Holland Hotel
The Holland Hotel, initially constructed in 1912, is located in the heart of the west Texas community of Alpine. Built for local rancher John R. Holland and designed by architect Henry C. Trost in the Spanish Colonial Revival-style popular during the period, the Holland Hotel provided the community with a center for both social and business activities. The turn of the 19th century brought a thriving economy with it for the Alpine region; primarily due to the successful mercury mining industry booming along the Texas/Mexico border just eighty miles or so to the south. Improvements to the hotel, including a third story and bathrooms in each room, were made within a decade of its completion and telephone service was added in the late 1920s. Equipped with both a coffee shop for morning cattle deals and a grand ballroom for evening galas, the Holland suited a rural ranching community on the rise after nearly fifty years stationed along the edge of the Texas frontier. “No one enterprise in this part of Texas has given to this city, and to this part of the Southwest, more favorable publicity nationally than has the Holland Hotel,” exclaimed the Marfa New Era in 1924.

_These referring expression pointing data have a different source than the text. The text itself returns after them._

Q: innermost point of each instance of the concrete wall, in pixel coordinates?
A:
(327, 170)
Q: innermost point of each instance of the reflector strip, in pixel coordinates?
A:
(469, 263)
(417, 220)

The Holland Hotel continued to operate until the late 1960s. Its long history includes an attempted murder in 1947 (a woman armed with a handgun entered the hotel lobby and shot the hotel’s assistant manager five times) and its lobby served as a home for Blackie, a pet blackbird allowed free reign of the hotel during the 1950s. After it closed, several attempts were made to re-open the hotel in the ensuing decades, none as successful as the enthusiastic effort made during the first decade of the 21st century. Today, the Holland thrives as a well-appointed boutique hotel for visitors to the Big Bend region, featuring 25 guest rooms, a balcony suite, a restaurant grill and lounge, and a rooftop penthouse.